Ishmael was still showing off, though less noisily, for he was feeling very tired and sleepy; the unaccustomed cider and the heavy meal of roast mutton, in a house where there was rarely any meat except occasional rashers, were proving too potent for him. The room was intensely hot, the prevailing notion of comfort being to shut every window at night, and a large fire, before which the side of mutton had been gravely twirling for hours, was only now beginning to subside. The candles guttered and grew soft in the warmth, beads of moisture stood out on the faces of the company, and the smell of incompletely-washed bodies reminded the Parson of hot afternoons with his Sunday school.
Phoebe found Ishmael dull since his volubility had begun to desert him, and turning a disdainful shoulder, she tried to draw Jacka's John-w.i.l.l.y into conversation--a difficult matter, since, though he had been placed there instead of in the barn for Phoebe's benefit, he felt the watchful eye of his mother, who was waiting at table, too frequently upon him for his comfort.
Katie Jacka, her colour more set than it had been when she witnessed that marriage eight years ago, was as emotional as ever, her facile feelings only restrained at all by her husband's rigid taciturnity, even as her high bosom was kept up by the stiffest of ”temberan busks”--a piece of wood which, like all self-respecting Cornishwomen, she wore thrust inside the front of her stays.

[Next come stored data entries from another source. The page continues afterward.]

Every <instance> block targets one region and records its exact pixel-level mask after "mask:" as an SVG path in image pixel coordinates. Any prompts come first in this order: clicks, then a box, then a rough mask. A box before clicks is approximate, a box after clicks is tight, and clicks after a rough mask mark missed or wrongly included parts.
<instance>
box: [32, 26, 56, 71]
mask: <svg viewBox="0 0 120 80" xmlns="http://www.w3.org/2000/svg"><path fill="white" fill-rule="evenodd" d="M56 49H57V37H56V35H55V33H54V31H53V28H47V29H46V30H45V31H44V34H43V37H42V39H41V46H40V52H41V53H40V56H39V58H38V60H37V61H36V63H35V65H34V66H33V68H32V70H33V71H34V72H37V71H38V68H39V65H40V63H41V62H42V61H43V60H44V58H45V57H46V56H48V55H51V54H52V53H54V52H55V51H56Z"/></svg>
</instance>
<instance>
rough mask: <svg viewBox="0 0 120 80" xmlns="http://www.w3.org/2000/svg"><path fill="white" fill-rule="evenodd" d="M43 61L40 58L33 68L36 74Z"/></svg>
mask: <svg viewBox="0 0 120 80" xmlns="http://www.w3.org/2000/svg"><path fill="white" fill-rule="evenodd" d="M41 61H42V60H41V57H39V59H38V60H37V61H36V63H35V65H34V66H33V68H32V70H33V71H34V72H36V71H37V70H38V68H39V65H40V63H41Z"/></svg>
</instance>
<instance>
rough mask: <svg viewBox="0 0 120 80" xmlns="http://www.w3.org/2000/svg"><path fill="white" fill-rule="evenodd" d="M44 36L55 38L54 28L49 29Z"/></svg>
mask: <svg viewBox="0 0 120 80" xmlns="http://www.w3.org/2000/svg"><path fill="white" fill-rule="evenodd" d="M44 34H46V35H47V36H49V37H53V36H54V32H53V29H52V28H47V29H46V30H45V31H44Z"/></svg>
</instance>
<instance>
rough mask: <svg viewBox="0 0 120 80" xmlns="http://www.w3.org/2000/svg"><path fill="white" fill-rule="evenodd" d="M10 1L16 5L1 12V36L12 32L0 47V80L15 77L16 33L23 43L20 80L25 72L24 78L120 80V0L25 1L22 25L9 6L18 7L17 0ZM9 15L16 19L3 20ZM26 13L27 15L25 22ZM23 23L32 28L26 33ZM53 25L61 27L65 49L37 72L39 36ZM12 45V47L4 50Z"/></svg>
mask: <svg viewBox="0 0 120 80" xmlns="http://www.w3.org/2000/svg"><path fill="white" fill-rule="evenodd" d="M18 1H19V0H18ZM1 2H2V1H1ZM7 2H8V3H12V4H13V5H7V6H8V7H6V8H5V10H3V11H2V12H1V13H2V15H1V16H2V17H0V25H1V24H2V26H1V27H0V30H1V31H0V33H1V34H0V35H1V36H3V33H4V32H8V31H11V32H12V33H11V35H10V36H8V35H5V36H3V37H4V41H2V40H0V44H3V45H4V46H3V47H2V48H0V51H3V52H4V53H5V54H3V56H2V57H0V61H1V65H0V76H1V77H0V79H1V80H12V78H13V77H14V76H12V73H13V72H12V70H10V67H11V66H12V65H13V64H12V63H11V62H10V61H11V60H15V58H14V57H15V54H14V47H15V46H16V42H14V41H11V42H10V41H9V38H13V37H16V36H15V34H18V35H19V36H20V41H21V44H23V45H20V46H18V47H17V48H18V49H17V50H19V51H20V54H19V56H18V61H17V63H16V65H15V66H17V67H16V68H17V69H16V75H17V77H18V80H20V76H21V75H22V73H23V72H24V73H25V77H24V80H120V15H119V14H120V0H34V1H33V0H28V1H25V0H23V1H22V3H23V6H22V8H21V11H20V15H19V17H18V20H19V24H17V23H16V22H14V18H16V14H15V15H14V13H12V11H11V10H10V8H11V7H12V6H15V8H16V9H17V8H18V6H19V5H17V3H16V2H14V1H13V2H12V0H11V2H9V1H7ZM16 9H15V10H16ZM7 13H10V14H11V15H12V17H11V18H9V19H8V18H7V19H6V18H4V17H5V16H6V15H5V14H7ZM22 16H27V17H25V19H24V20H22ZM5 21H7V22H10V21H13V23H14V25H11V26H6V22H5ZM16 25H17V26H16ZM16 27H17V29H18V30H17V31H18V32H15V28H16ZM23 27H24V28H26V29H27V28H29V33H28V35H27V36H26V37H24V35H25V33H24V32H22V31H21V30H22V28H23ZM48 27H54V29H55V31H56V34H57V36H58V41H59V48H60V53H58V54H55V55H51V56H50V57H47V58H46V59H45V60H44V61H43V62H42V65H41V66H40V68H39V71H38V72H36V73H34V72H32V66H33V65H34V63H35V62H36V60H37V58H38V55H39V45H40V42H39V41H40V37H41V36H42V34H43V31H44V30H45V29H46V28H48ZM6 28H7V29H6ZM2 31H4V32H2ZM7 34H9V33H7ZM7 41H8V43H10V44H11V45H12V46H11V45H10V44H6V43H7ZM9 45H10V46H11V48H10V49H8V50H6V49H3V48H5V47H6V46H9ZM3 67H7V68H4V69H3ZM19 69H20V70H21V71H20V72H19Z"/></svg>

Philip Jacka, who was now headman at the farm, presided at the labourer's supper in the big barn, whither everyone would presently repair, including Ishmael, if he were not too sleepy. The Parson divided his attention between him and Mr. Lenine, who was expanding to greater and greater geniality, always with that something veiled behind his eyes. He encouraged Ishmael, trying to draw him out when the Parson, seeing the child was, in nursery parlance, ”a bit above himself,” would have kept him quiet.